In Chapter V - ‘Confirmation Shmonfirmation', Taleb discusses how we look at evidence and the Round Trip Fallacy. The core lesson of this chapter is that the absence of evidence is not the evidence of absence.
First, The Round Trip Fallacy (‘RTF’) is simple. Let us say you meet Bin Laden for breakfast every day. On none of those days does Bin Laden does he discuss any signs of being a terrorist. What you have, is absence of any evidence pointing to him being a terrorist. However, there is no evidence of absence or in other words, there is no evidence that he is not a terrorist.
Second, Taleb argues that the RTF had benefits in a primitive environment. When most actions had life or death consequences, it was necessary to take quick decisions. Therefore, “Most Killers are wild animals” and “Most Wild Animals are killers” are statements which could be conflated. Consequentially, there was very little difference between those two statements in a primitive environment. Moreover, the human brain is not built for complexity, so the task of understanding the difference between those two sentences is nowhere as important as seeing a wild animal which could be a killer and escaping from it instantaneously. Nuance was not valuable. However, while human society has grown massively, our statistical and logical intuitions have not evolved for a habitat in which such subtleties and nuance have a huge difference.

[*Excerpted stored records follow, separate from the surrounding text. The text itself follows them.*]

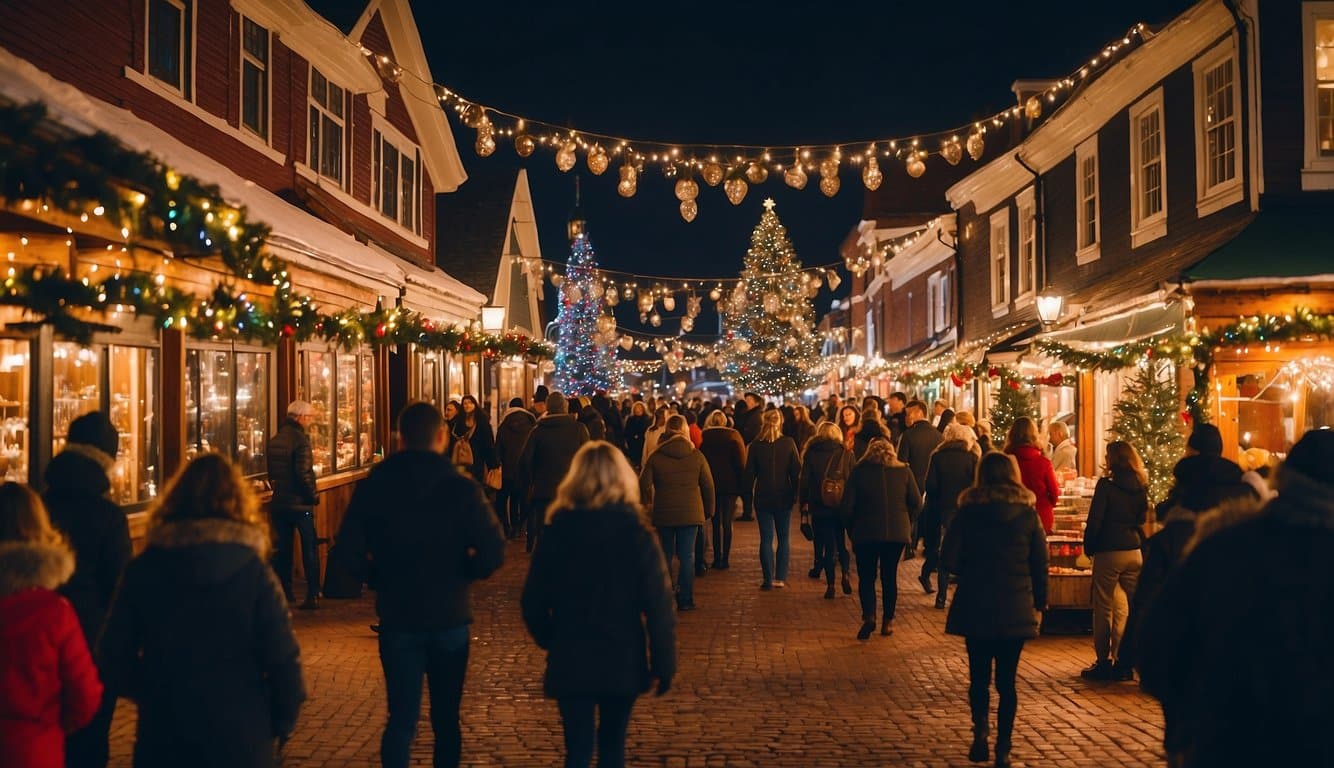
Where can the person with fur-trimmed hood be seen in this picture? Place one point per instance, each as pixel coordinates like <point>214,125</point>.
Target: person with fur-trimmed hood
<point>199,635</point>
<point>1237,644</point>
<point>78,496</point>
<point>48,684</point>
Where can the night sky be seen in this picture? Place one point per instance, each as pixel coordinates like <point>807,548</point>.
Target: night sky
<point>743,74</point>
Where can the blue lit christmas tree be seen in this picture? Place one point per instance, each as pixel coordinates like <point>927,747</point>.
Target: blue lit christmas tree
<point>584,363</point>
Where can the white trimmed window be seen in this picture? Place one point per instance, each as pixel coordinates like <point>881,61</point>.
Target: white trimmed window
<point>1218,130</point>
<point>1147,171</point>
<point>1027,246</point>
<point>171,44</point>
<point>328,127</point>
<point>1086,198</point>
<point>255,78</point>
<point>1001,262</point>
<point>396,178</point>
<point>1318,80</point>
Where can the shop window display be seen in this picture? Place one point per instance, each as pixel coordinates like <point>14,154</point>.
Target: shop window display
<point>15,400</point>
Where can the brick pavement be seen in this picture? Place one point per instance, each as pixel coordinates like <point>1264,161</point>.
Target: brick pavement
<point>767,679</point>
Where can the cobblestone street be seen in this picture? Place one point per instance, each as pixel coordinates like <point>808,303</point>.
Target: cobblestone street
<point>766,679</point>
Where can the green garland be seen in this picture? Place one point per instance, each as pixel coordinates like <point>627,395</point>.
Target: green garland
<point>98,176</point>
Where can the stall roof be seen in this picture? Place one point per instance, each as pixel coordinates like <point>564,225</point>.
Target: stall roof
<point>1285,240</point>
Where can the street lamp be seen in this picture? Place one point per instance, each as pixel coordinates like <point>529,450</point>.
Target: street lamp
<point>1049,307</point>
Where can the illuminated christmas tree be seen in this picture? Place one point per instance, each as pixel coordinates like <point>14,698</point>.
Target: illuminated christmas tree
<point>770,320</point>
<point>1149,418</point>
<point>584,362</point>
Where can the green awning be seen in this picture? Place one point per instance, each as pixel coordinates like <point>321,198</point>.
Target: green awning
<point>1283,242</point>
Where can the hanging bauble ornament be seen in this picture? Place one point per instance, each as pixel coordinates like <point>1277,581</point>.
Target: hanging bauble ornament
<point>566,156</point>
<point>474,115</point>
<point>829,167</point>
<point>953,152</point>
<point>735,188</point>
<point>713,174</point>
<point>598,160</point>
<point>975,146</point>
<point>795,176</point>
<point>486,143</point>
<point>914,166</point>
<point>628,180</point>
<point>871,174</point>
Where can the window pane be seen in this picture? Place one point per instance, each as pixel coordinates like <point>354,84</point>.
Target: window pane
<point>134,411</point>
<point>366,418</point>
<point>164,42</point>
<point>251,411</point>
<point>315,388</point>
<point>15,378</point>
<point>76,387</point>
<point>347,452</point>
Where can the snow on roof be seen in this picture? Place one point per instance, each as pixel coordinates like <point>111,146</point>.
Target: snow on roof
<point>303,239</point>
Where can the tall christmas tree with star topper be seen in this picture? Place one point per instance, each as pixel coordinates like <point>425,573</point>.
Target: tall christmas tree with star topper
<point>584,359</point>
<point>770,320</point>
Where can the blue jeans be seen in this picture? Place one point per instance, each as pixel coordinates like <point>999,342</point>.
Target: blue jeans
<point>287,523</point>
<point>442,656</point>
<point>774,522</point>
<point>681,540</point>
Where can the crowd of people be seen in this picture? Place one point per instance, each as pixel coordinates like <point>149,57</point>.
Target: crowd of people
<point>1235,655</point>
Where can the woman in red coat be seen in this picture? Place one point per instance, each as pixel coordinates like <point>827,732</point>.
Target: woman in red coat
<point>48,684</point>
<point>1035,468</point>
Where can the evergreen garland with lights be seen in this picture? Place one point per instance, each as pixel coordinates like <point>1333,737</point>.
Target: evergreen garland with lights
<point>770,318</point>
<point>1149,418</point>
<point>584,364</point>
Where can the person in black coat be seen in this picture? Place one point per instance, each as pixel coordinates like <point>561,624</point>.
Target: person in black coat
<point>428,532</point>
<point>78,500</point>
<point>596,623</point>
<point>879,503</point>
<point>999,551</point>
<point>199,635</point>
<point>1237,644</point>
<point>953,468</point>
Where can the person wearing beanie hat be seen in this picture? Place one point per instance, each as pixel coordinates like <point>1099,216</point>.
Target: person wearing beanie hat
<point>1237,643</point>
<point>78,498</point>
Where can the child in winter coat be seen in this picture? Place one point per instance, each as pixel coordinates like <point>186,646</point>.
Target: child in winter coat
<point>48,684</point>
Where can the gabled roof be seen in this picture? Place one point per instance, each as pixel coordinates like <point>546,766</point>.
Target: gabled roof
<point>439,154</point>
<point>471,226</point>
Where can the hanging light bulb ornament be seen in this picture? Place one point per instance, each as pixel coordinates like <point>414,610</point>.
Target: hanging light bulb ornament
<point>566,156</point>
<point>951,152</point>
<point>871,174</point>
<point>628,180</point>
<point>713,174</point>
<point>598,160</point>
<point>914,164</point>
<point>975,146</point>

Third, our knowledge is domain specific and we tend to address problems in the context in which the problem is presented to us. Taleb demonstrates this by showing statisticians who fail to solve basic logic based statistical problems when presented in a different format. He also points out our tendency to look for evidence supporting our claims or confirming our beliefs, the confirmation bias.
One solution that Taleb proposes is negative empiricism. Essentially, the logic of proof by contradiction is sound. While going from individual instances to a general theory in the inductive logic is rifled with errors, using individual contradictions to disprove larger theories is often logically correct. He refers to Karl Popper’s One-sided semiskepticism and argues that falsification, or showing what is wrong or incorrect, especially in grand theories and sharpens our ability to logically analyse the world.
I hope you liked this edition. Looking forward to discuss the remaining chapters in subsequent editions.